Sears falls 30% on report that it stopped paying vendors
Sears stock plunged on Thursday after reports that the retailer isn’t paying companies for their products.
Three companies that sell items at Sears told Reuters that Sears had missed payments to them over the past few weeks. Sears stock fell another 30% Thursday. Sears did not respond to multiple requests for comment.
A bankruptcy could come very soon. Sears Holdings, the parent company of Sears and Kmart, faces a Monday deadline to pay $134 million in debt.
The most recent filing from Sears showed it had only $193 million of cash on hand as of August 4, the end of its last fiscal quarter. It also has $269 million available to it from lenders, according to figures it released on September 13.
Having so little cash available would make it very difficult for Sears to pay back $134 million in debt due on Monday, said Robert Schulz, chief credit analyst for the retail industry for Standard & Poor’s. A company the size of Sears needs to have cash available to pay major vendors and stock up its inventory for the holiday season. It also uses cash to pay employees and other costs. Basic administrative expenses, including payroll, came to about $300 million a month for Sears.

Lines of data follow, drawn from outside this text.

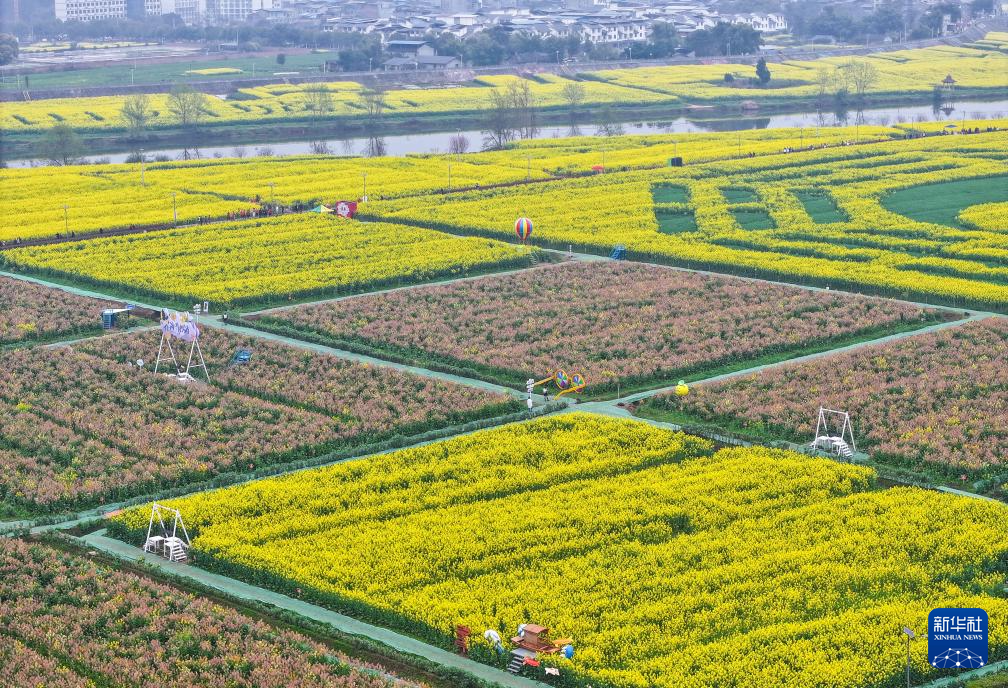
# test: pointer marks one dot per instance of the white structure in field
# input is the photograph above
(162, 539)
(828, 438)
(90, 10)
(183, 327)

CEO and primary shareholder Eddie Lampert told the company’s board that it was crucial it restructure more than $5 billion it owes “without delay,” according to a recent regulatory filing. Lampert has bailed out the company by loaning it cash in return for debt backed by hard assets, such as real estate. But he has decided not to extend another lifeline to the company to make Monday’s payment, the Wall Street Journal reported Tuesday.
That would greatly narrow Sears’ options to make a payment.
“Things seem to be coming to a head with a hard stop payment due on Monday,” Schulz said.
Companies that file for bankruptcy typically negotiate a special kind of loan to fund operations while it is in bankruptcy. There are numerous reports that Sears is in talks for that kind of financing. But negotiations don’t appear to be going well. The company’s lenders are encouraging Sears to shut down and liquidate, according to the Wall Street Journal. Sears’ management has reportedly said it hopes to use Chapter 11 of the bankruptcy law to stay in business rather than Chapter 7, which leads to closing.
If Sears (SHLD) does file using Chapter 11, it could try to stay in business, using the court process to shed debt and unaffordable leases. It could attempt to emerge as a profitable company.
But the retail landscape is littered with out-of-business brands that tried to reorganize in the bankruptcy process and liquidated their businesses instead. In just the last few years RadioShack, Toys “R” Us and Sports Authority have all followed the path to the retailer graveyard.